You create one or more places that contain booleans for states of the game that need to be known by more than one object. Where you put those booleans depends a bit on the design of your game. If you only had one level (room) as described above, GameInstance would work fine for all of them. It is global and easy enough to find when you need to check a boolean state variable (bIsLightOn, bIsDvdPlayerPossessed etc). If you have more than one level then you might want to put the boolean state variables that do NOT carry over from level to level in GameMode and then each level can have its own unique version of GameMode. The boolean state variables that DO carry over from level to level (like inventory) can be in GameInstance or in the Character
The Character’s job is to execute the"Move To" command and then, having moved to an object, which is then the object “in focus”, interact with that object. This is where the BluePrintInterface comes into play. You make a standard way of interacting with any object, for example you create an interface called “Interact” and send with that interaction an input that indicates the type of interaction based on one of the 14 buttons (other than Move To) that was pressed. This means the input to “Interact” would be the object you interacted with (an object that would implement the interface) and a message variable
Each button, when selected, would provide the contents for the message variable as an output so that the interface could pass it to the object being interacted with.
Each object then implements that interface by reading the message, checking boolean state variables stored by itself, those stored in GameInstance and/or those stored in GameMode or the Character and then decide what to do (including changing any state variables that it owns that are stored in those locations).
The main benefit of this approach is that you don’t have to centrally figure out with a giant “if” structure which commands to call, the basic flow is (loosely in pseudocode):
Character::MoveTo Command determines which object is “in focus”

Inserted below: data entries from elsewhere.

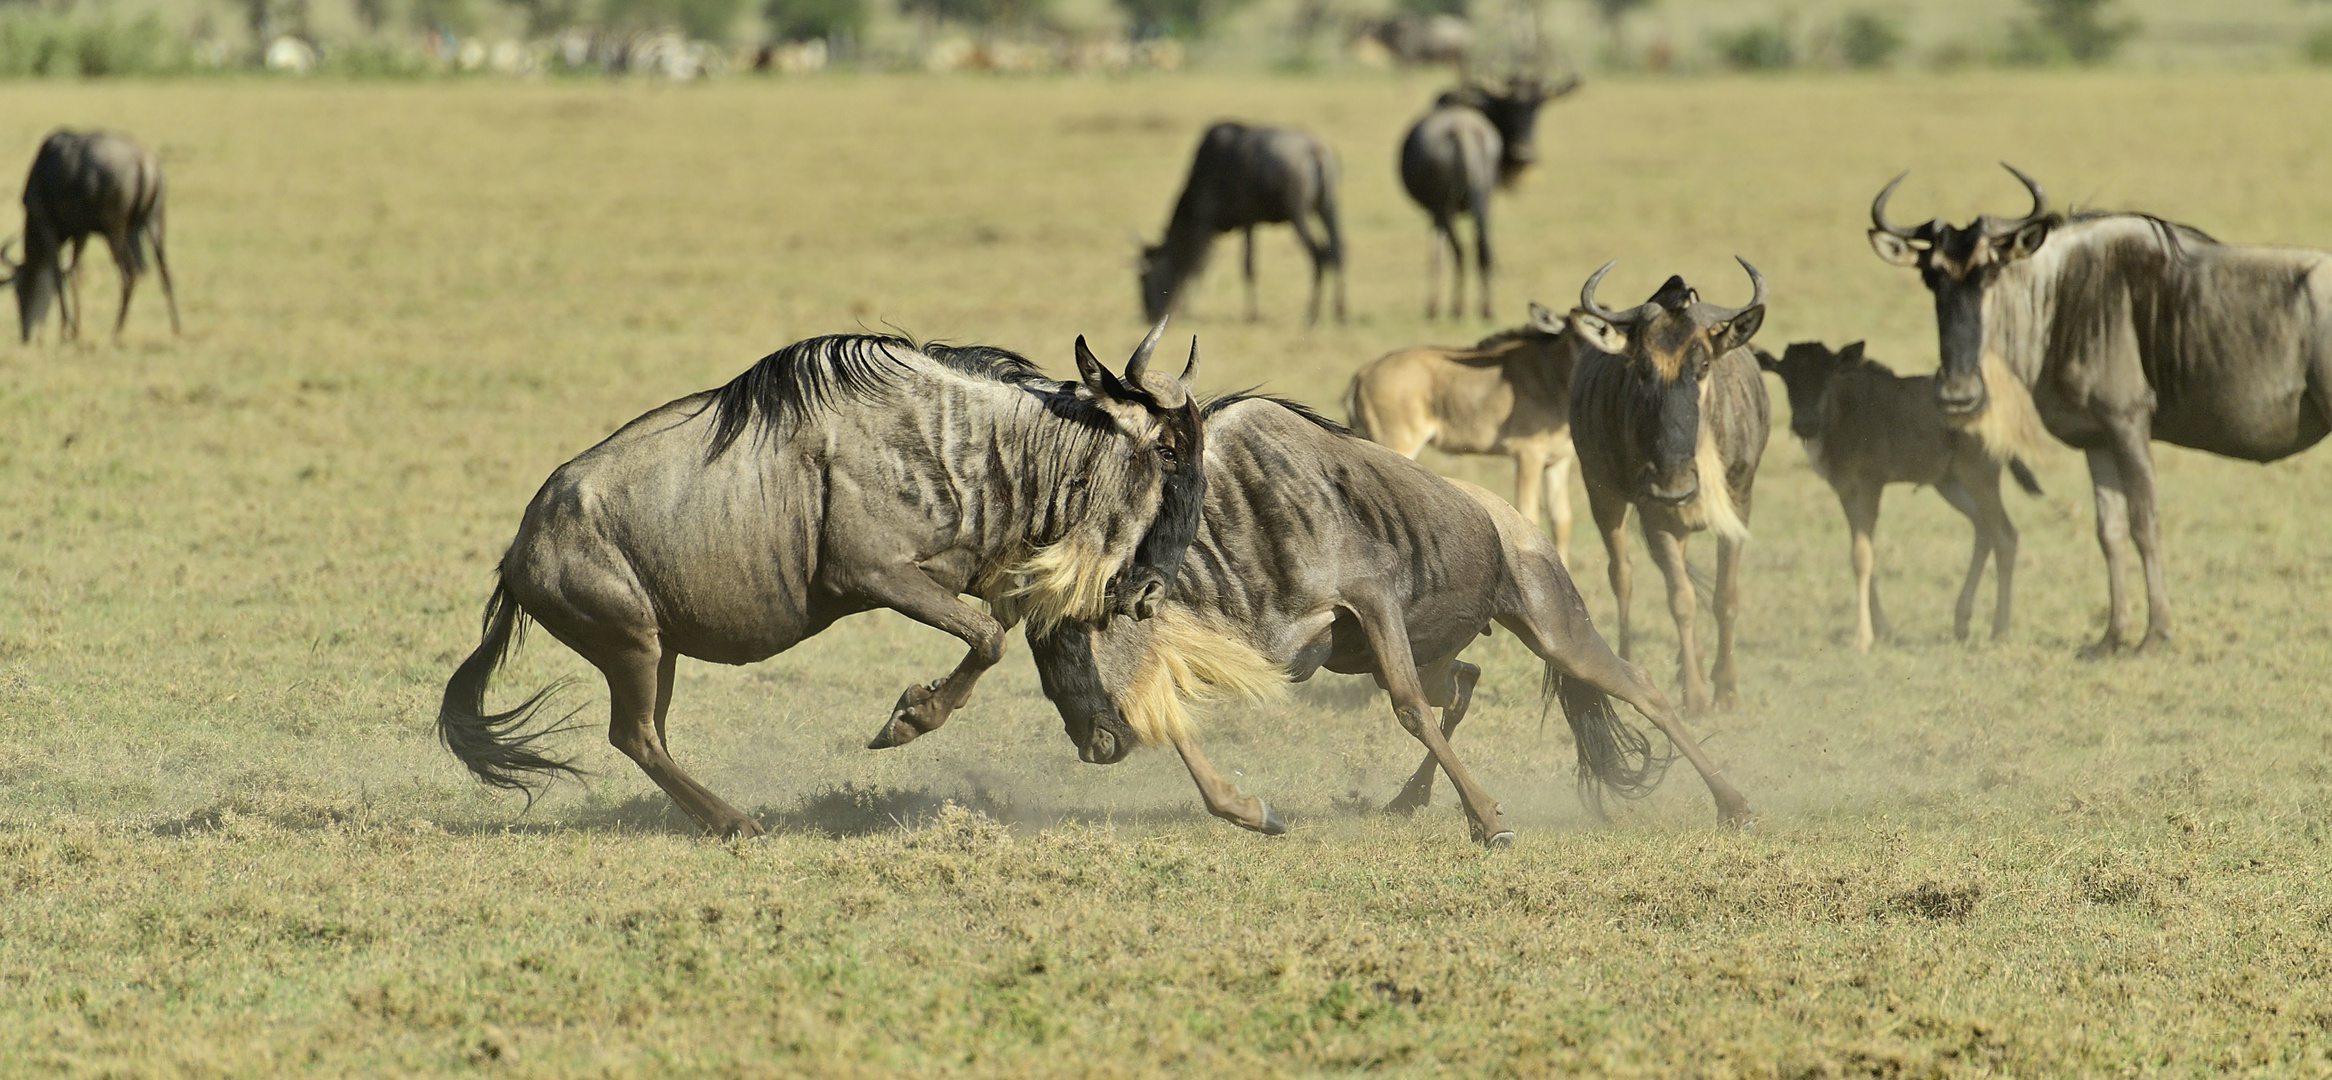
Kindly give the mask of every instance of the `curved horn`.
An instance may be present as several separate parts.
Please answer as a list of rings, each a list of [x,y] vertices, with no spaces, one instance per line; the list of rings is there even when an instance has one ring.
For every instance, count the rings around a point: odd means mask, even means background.
[[[1595,285],[1597,282],[1603,280],[1603,275],[1611,272],[1612,267],[1618,265],[1618,259],[1613,259],[1610,262],[1604,263],[1602,269],[1597,270],[1595,273],[1588,276],[1587,284],[1579,286],[1579,306],[1586,309],[1589,315],[1593,315],[1596,318],[1602,319],[1604,322],[1608,323],[1625,322],[1626,316],[1623,316],[1619,312],[1613,311],[1610,308],[1604,307],[1602,304],[1596,303]]]
[[[1166,320],[1173,317],[1172,314],[1158,316],[1158,325],[1150,328],[1150,336],[1143,338],[1141,344],[1134,346],[1133,359],[1126,361],[1126,385],[1142,385],[1142,372],[1150,368],[1150,354],[1158,350],[1158,339],[1166,334]]]
[[[1193,390],[1198,386],[1198,335],[1190,338],[1190,362],[1182,365],[1182,388]]]
[[[2019,169],[2005,161],[2000,163],[2000,167],[2008,170],[2011,173],[2014,173],[2018,180],[2024,182],[2024,190],[2032,192],[2032,212],[2024,215],[2025,221],[2038,221],[2041,219],[2042,215],[2049,212],[2049,193],[2041,190],[2041,186],[2038,181],[2034,180],[2032,177],[2024,175],[2023,169]]]
[[[2013,169],[2009,171],[2015,172]],[[1901,173],[1896,174],[1894,179],[1887,181],[1887,186],[1879,189],[1879,197],[1870,201],[1871,227],[1879,230],[1880,232],[1887,233],[1891,236],[1898,236],[1905,240],[1912,238],[1911,232],[1910,230],[1895,225],[1887,220],[1887,200],[1894,198],[1895,185],[1902,183],[1903,177],[1909,175],[1911,175],[1911,170],[1909,169],[1905,169]],[[2017,175],[2021,176],[2023,174],[2018,173]]]
[[[1765,303],[1765,275],[1758,273],[1756,267],[1749,265],[1749,260],[1739,255],[1733,256],[1733,261],[1740,263],[1741,269],[1749,271],[1749,302],[1733,310],[1742,312],[1762,306]]]

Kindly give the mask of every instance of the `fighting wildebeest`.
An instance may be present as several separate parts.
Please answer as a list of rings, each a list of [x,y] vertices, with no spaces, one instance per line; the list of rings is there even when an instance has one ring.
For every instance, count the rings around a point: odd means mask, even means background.
[[[1318,217],[1323,235],[1312,235]],[[1174,201],[1166,238],[1142,249],[1142,311],[1156,321],[1178,307],[1182,290],[1206,268],[1215,237],[1240,234],[1247,278],[1247,317],[1255,306],[1255,227],[1288,224],[1312,258],[1312,302],[1304,321],[1320,321],[1320,280],[1336,272],[1336,321],[1344,321],[1344,235],[1336,223],[1336,155],[1327,144],[1286,128],[1216,124],[1199,140],[1190,178]]]
[[[1741,545],[1749,539],[1749,497],[1765,454],[1769,407],[1757,360],[1744,348],[1765,321],[1765,277],[1749,260],[1751,295],[1742,307],[1704,304],[1681,277],[1627,311],[1595,302],[1605,263],[1579,290],[1571,330],[1600,352],[1579,360],[1571,376],[1571,439],[1587,508],[1611,556],[1611,591],[1619,602],[1619,653],[1629,656],[1627,521],[1644,518],[1645,546],[1668,579],[1676,619],[1676,663],[1687,710],[1709,706],[1693,637],[1693,590],[1685,540],[1702,529],[1717,537],[1717,658],[1710,677],[1716,703],[1740,700],[1733,669],[1733,622],[1741,608]]]
[[[2008,171],[2032,209],[1959,227],[1888,223],[1896,177],[1871,201],[1871,247],[1935,294],[1947,417],[1995,456],[2037,441],[2035,428],[2087,455],[2108,611],[2082,651],[2128,642],[2134,539],[2146,578],[2137,651],[2151,653],[2170,638],[2151,444],[2274,461],[2332,429],[2332,255],[2223,244],[2150,214],[2053,213],[2040,184]]]
[[[24,260],[7,264],[16,287],[16,316],[23,340],[48,317],[57,301],[58,336],[81,336],[81,252],[89,237],[105,237],[121,272],[121,312],[113,332],[130,317],[130,293],[146,272],[146,248],[162,273],[162,298],[170,306],[170,332],[178,333],[178,292],[170,284],[170,260],[163,252],[162,162],[145,147],[110,131],[58,129],[41,140],[24,180]],[[66,245],[72,261],[65,262]],[[0,247],[0,261],[7,256]]]
[[[1384,46],[1394,62],[1403,67],[1449,64],[1463,74],[1466,58],[1474,47],[1474,27],[1455,15],[1417,15],[1404,11],[1353,23],[1352,40],[1364,38]]]
[[[1546,534],[1504,500],[1270,398],[1218,400],[1206,427],[1206,513],[1157,617],[1030,630],[1045,694],[1085,760],[1171,744],[1208,812],[1278,833],[1269,806],[1207,764],[1183,701],[1263,696],[1323,667],[1370,674],[1428,751],[1387,809],[1425,805],[1438,768],[1474,838],[1503,844],[1512,834],[1497,803],[1449,744],[1481,674],[1458,655],[1497,623],[1545,662],[1592,809],[1601,812],[1606,788],[1650,790],[1667,763],[1620,721],[1606,696],[1617,695],[1700,770],[1719,813],[1749,814],[1667,699],[1596,635]]]
[[[1149,370],[1164,328],[1123,380],[1079,338],[1079,383],[1001,349],[811,338],[632,421],[527,507],[440,737],[496,787],[574,771],[538,746],[549,691],[485,710],[531,617],[607,677],[609,742],[707,831],[752,835],[666,752],[680,657],[753,663],[875,608],[962,639],[954,671],[900,695],[874,741],[892,746],[963,705],[1015,621],[1153,613],[1198,529],[1196,499],[1161,514],[1162,487],[1203,451],[1197,344],[1180,380]]]
[[[1362,438],[1408,457],[1431,446],[1451,454],[1514,459],[1514,505],[1536,524],[1543,493],[1555,552],[1571,560],[1571,368],[1579,335],[1563,317],[1530,306],[1530,322],[1470,349],[1421,345],[1387,353],[1353,373],[1345,415]]]
[[[2016,525],[2000,502],[2000,463],[1985,451],[1983,440],[1945,422],[1935,405],[1935,377],[1897,375],[1864,357],[1859,341],[1837,352],[1816,341],[1793,342],[1778,359],[1763,349],[1751,351],[1759,367],[1781,376],[1789,392],[1790,434],[1805,443],[1806,460],[1829,481],[1846,511],[1854,561],[1854,647],[1869,652],[1872,639],[1887,633],[1878,583],[1871,578],[1871,534],[1878,529],[1879,496],[1888,484],[1933,485],[1976,527],[1975,553],[1952,608],[1951,632],[1967,638],[1984,560],[1997,556],[1992,636],[2006,636],[2016,579]],[[2024,459],[2009,458],[2008,471],[2027,494],[2041,493]]]
[[[1548,86],[1535,75],[1515,75],[1503,91],[1467,85],[1434,101],[1433,111],[1401,140],[1401,186],[1433,218],[1425,278],[1425,317],[1439,313],[1441,249],[1454,260],[1449,315],[1465,311],[1466,255],[1457,219],[1474,217],[1474,264],[1482,317],[1490,317],[1490,191],[1511,187],[1538,160],[1539,106],[1579,86],[1573,75]]]

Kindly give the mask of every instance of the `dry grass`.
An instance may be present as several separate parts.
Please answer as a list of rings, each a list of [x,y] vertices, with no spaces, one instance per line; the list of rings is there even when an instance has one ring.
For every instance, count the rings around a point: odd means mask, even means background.
[[[1500,307],[1681,272],[1772,279],[1761,340],[1927,366],[1926,295],[1862,239],[2062,199],[2332,247],[2307,75],[1597,84],[1498,208]],[[2036,462],[2018,630],[1956,645],[1967,536],[1899,491],[1900,640],[1850,647],[1834,500],[1786,428],[1758,488],[1745,708],[1587,827],[1535,666],[1503,635],[1458,746],[1522,829],[1464,842],[1365,682],[1215,718],[1218,766],[1296,826],[1197,813],[1179,766],[1078,764],[1015,660],[945,731],[859,746],[955,658],[889,616],[752,668],[685,665],[675,750],[780,830],[693,839],[597,739],[527,816],[432,739],[487,571],[558,462],[797,337],[859,322],[1022,349],[1139,334],[1128,228],[1200,126],[1345,157],[1354,310],[1296,327],[1301,256],[1235,249],[1192,317],[1205,381],[1332,402],[1419,320],[1424,230],[1390,79],[849,79],[24,86],[0,146],[144,136],[171,172],[190,334],[0,350],[0,1062],[67,1075],[1538,1075],[2322,1072],[2332,906],[2332,457],[2164,450],[2180,637],[2081,664],[2102,622],[2086,483]],[[101,267],[103,263],[99,264]],[[91,310],[110,303],[102,271]],[[1179,337],[1179,333],[1177,334]],[[1104,347],[1103,351],[1110,351]],[[1778,390],[1775,396],[1779,397]],[[1777,402],[1777,413],[1779,405]],[[1777,415],[1777,421],[1779,416]],[[1437,462],[1505,490],[1495,463]],[[1602,555],[1582,538],[1591,609]],[[1705,558],[1705,553],[1703,555]],[[1639,557],[1639,580],[1652,577]],[[1645,658],[1672,637],[1639,599]],[[1660,674],[1664,664],[1654,662]],[[575,658],[538,638],[515,693]],[[507,699],[505,699],[507,700]],[[590,683],[569,700],[593,718]],[[1559,729],[1560,725],[1556,725]],[[943,808],[953,799],[959,807]],[[969,808],[969,809],[965,809]],[[1005,823],[1005,824],[999,824]],[[901,825],[912,828],[902,828]],[[0,1069],[0,1071],[8,1071]]]

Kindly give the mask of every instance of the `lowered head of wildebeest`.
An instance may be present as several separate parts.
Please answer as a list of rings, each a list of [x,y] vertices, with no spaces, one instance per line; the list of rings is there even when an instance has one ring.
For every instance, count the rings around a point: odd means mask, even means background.
[[[1822,395],[1830,377],[1862,366],[1862,342],[1831,352],[1819,341],[1794,341],[1775,359],[1757,350],[1757,366],[1781,376],[1789,393],[1789,433],[1800,439],[1822,437]]]
[[[1749,343],[1765,321],[1765,276],[1740,256],[1749,272],[1749,303],[1737,308],[1701,302],[1700,294],[1670,277],[1644,304],[1613,311],[1595,302],[1595,285],[1617,265],[1603,264],[1579,289],[1571,329],[1588,344],[1627,361],[1635,395],[1621,430],[1643,463],[1636,477],[1638,498],[1683,506],[1710,496],[1705,515],[1719,532],[1740,528],[1726,496],[1724,464],[1701,424],[1710,365]]]
[[[1504,90],[1469,85],[1451,90],[1436,105],[1465,105],[1488,117],[1498,129],[1498,186],[1511,187],[1538,161],[1539,107],[1579,88],[1579,76],[1549,84],[1538,75],[1512,75]]]
[[[1935,373],[1935,403],[1944,418],[1962,427],[1974,427],[1985,413],[1987,384],[1998,387],[2013,381],[1996,356],[1984,349],[1984,294],[2011,264],[2030,258],[2049,238],[2049,230],[2064,221],[2049,211],[2048,194],[2016,166],[2001,167],[2023,181],[2032,193],[2032,210],[2023,217],[1978,216],[1963,226],[1933,218],[1912,228],[1887,221],[1887,199],[1909,172],[1887,182],[1870,204],[1870,246],[1879,258],[1919,271],[1935,294],[1935,329],[1941,339],[1942,364]],[[1987,377],[1986,366],[2001,368]],[[2019,384],[2021,386],[2021,384]],[[2019,402],[2021,403],[2021,402]],[[1998,440],[1984,439],[1997,454]]]

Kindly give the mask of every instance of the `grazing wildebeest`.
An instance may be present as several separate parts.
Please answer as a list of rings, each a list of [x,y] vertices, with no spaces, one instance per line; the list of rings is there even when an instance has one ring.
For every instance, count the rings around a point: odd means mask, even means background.
[[[145,147],[110,131],[50,132],[24,180],[24,261],[7,266],[23,340],[32,340],[51,300],[58,301],[58,335],[68,341],[81,336],[81,251],[92,235],[105,237],[121,271],[115,336],[129,321],[130,293],[146,272],[149,245],[162,272],[162,298],[170,305],[170,332],[178,333],[178,292],[170,284],[162,224],[162,162]],[[0,251],[0,261],[6,258]]]
[[[1323,237],[1312,235],[1313,217]],[[1210,127],[1174,201],[1166,238],[1142,249],[1142,311],[1152,321],[1173,311],[1183,287],[1206,268],[1215,237],[1237,231],[1247,275],[1247,317],[1255,306],[1255,227],[1295,226],[1312,257],[1312,302],[1306,323],[1320,321],[1320,280],[1336,271],[1336,321],[1344,321],[1344,235],[1336,223],[1336,155],[1327,144],[1286,128],[1225,121]]]
[[[2009,171],[2032,210],[1961,227],[1889,224],[1896,177],[1871,201],[1871,246],[1935,294],[1935,398],[1948,417],[1995,456],[2043,427],[2088,456],[2109,606],[2105,635],[2082,652],[2128,643],[2122,571],[2135,539],[2137,651],[2152,653],[2170,639],[2170,596],[2151,443],[2274,461],[2332,429],[2332,254],[2223,244],[2149,214],[2067,217]]]
[[[1474,838],[1503,844],[1512,834],[1497,803],[1449,745],[1481,674],[1458,654],[1497,623],[1545,662],[1590,808],[1601,813],[1607,787],[1650,790],[1667,763],[1620,722],[1606,697],[1617,695],[1700,770],[1726,819],[1748,816],[1667,699],[1596,635],[1546,534],[1504,500],[1270,398],[1218,400],[1206,426],[1206,513],[1157,617],[1030,631],[1046,696],[1080,757],[1108,763],[1137,742],[1171,744],[1208,812],[1278,833],[1269,806],[1207,764],[1183,701],[1263,696],[1323,667],[1366,673],[1428,751],[1387,809],[1425,805],[1438,768]]]
[[[1352,25],[1352,40],[1363,38],[1385,47],[1403,67],[1449,64],[1463,73],[1474,47],[1472,23],[1455,15],[1416,15],[1397,12],[1381,19],[1362,19]]]
[[[1595,302],[1603,264],[1579,290],[1571,330],[1600,352],[1579,360],[1571,376],[1571,439],[1587,508],[1611,556],[1611,591],[1619,602],[1619,653],[1630,656],[1628,510],[1644,517],[1645,545],[1668,579],[1676,619],[1676,663],[1687,710],[1709,706],[1693,637],[1692,580],[1685,539],[1702,529],[1717,537],[1717,659],[1710,673],[1716,703],[1740,701],[1733,669],[1733,622],[1741,608],[1741,545],[1749,539],[1749,497],[1765,454],[1768,406],[1757,360],[1744,346],[1765,321],[1765,278],[1749,260],[1751,295],[1743,307],[1704,304],[1681,277],[1628,311]]]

Button::Message variable provides a message as to which interaction button was pressed
Character calls InFocusObject->Interact(Message) to send the message to the Object In Focus. This identical call would be made to any in-focused object, all of the inputs are variables (InFocusObject, Message) so one line of code (in the blueprint sense of the word “line”) does it all for any object. As written, the code doesn’t “know” which object is in focus until the program is actually running.
Each object receives the message, checks boolean state variables and decides what to do including perhaps doing nothing.
If all that happens is a message needs to be flashed over the character, you can have a similar “message” strategy where the object being interacted with fires a “display message” event at the character and sends the message to display.
Thanks for your suggestions so far! I’ll take a deeper look into Blueprint Interfaces to be able to implement the written above, that should lead me to the proper way handling this. Future plan is that this appartment shall be the player’s home, to which he always returns after completing chapters. After having solved all puzzles to open the main door, pixel-mode will switch off and you return to the original 3D including usual third person movement. So I guess I’ll store most of the variables in GameInstance, and only the inventory-object related ones in my character. Opening the door will lead you to another level/gamemode as well as using the notebook, that will contain another level/(mini-)game.
I finally got it! One the one hand I build a MasterObject containing all needed variables like “CanTurnOn?” or “LookAtText” and create my 60 individual children from that. On the other hand I found a simple way to determine which action-button (Open, Close, Push, …) had been pressed. I already got a string-variable containing this action-verb to display it in the infoline on screen. So I use a “SwitchonString” in my MasterObject to add the actions.